L’essere onnicomprensivo in cui consiste l’essere stesso esiste
per noi soltanto quando nella sua comunicabilità diventa
parola o accoglie la nostra parola [….] non soltanto io non esisto
di fatto per me solo, ma io stesso non
posso pormi, in quanto io, senza formarmi senza realizzarmi insieme
con gli altri. [1]
La
comunicazione è una condizione dell’esistenza, necessaria
alla persona fin dal suo affacciarsi al mondo, un’espressione plasmata
sulla metafora che non limita il nesso temporale alla nascita ma
prende con sé ogni occasione della vita personale, percorsa
e segnata da episodi più o meno importanti i quali, come
quadri numerati, fanno parte di una biografia e passano attraverso
le stagioni di questa.
Come
persone si sperimenta, allora, cosa sia la comunicazione nel suo
distendersi nel tempo e come essa si modifichi nel corso di una
esistenza nelle forme temporali della vita, nei legami di relazione.

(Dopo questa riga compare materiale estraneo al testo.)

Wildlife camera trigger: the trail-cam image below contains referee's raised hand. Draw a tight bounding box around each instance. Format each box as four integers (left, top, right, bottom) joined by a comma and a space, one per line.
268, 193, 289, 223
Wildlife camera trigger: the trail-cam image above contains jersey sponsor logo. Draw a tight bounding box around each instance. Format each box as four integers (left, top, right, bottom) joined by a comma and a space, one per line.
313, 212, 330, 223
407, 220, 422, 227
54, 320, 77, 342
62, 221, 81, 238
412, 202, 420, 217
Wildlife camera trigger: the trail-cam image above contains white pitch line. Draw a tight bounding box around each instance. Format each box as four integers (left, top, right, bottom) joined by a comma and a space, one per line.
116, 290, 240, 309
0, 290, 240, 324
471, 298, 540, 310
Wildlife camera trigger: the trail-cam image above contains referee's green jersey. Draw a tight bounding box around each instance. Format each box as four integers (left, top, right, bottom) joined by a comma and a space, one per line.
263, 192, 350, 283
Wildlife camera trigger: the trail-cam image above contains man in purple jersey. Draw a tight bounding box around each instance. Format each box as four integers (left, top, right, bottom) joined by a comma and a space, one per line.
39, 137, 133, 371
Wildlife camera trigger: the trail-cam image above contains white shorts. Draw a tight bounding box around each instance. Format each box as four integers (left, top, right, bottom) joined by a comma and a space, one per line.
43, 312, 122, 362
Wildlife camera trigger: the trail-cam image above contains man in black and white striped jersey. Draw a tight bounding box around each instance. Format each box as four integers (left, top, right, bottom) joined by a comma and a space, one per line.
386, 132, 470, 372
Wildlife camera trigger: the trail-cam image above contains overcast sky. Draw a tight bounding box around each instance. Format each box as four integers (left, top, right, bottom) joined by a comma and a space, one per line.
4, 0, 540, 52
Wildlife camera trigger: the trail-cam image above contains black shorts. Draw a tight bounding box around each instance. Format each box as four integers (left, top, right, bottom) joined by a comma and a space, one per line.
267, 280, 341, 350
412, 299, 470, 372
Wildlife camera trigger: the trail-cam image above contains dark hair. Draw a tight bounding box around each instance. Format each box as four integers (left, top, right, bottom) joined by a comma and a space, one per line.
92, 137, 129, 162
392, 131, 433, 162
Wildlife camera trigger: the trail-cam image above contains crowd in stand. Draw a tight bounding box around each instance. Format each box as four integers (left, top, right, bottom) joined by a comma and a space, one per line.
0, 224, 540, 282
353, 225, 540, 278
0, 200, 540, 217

In una vita appena iniziata, ad esempio, il bisogno di qualcuno,
ma non qualunque, che sfami desideri declinati secondo modalità
primitive di possesso, avidità, eccitazioni, appetiti oggettivi
e fame d’amore.
Più in là, quando si è nelle fasi evolutive
della graduale conquista del sé e dell’identità, il
bisogno di appartenere all’altro che confermi antiche promesse d’amore.

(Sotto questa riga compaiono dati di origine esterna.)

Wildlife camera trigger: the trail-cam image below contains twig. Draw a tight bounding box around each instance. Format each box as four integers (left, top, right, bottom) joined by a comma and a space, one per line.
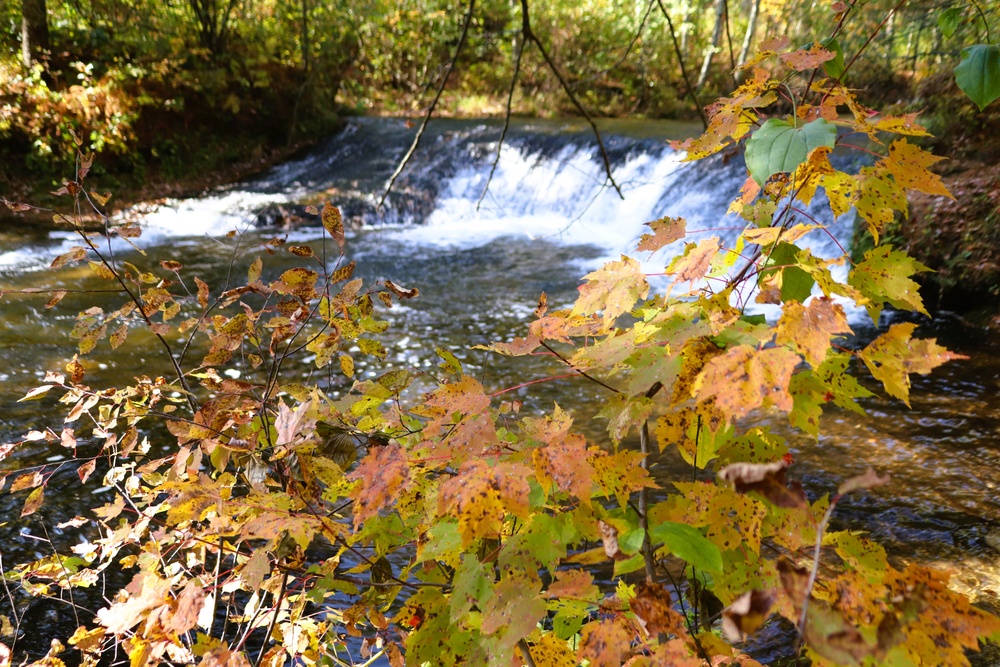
375, 0, 480, 210
476, 33, 524, 211
639, 382, 663, 584
542, 340, 622, 394
656, 0, 708, 130
795, 495, 840, 664
521, 0, 625, 199
517, 637, 536, 667
722, 0, 740, 88
254, 570, 288, 667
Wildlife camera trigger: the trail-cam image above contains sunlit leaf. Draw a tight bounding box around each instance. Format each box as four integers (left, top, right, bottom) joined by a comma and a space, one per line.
858, 322, 968, 405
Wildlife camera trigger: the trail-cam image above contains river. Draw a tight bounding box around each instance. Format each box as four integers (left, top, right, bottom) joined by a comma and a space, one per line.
0, 119, 1000, 659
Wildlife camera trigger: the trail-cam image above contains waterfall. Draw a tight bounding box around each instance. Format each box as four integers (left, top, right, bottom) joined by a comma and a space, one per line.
0, 118, 853, 280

Infine nella maturità della vita, quando, pur disincantati
dai tempi dell’emozioni primordiali ma non per questo indifferenti
ai sogni e alle speranze “Noi siamo della stessa sostanza di
cui son fatti i sogni” [2],
si sente il bisogno di raccontarsi e di farsi narrare nel pensiero
altrui alternando, nel colloquio con l’altro, occhiate impreviste
o volute sul proprio e altrui passato, a sguardi eloquenti sul presente
scambievole con vista sull’oriente del tempo.
La
comunicazione viene alla luce e si diffonde attraverso diverse forme,
può essere scritta oppure orale, altrimenti servirsi, nel
contempo, del lessico del corpo e delle sue movenze.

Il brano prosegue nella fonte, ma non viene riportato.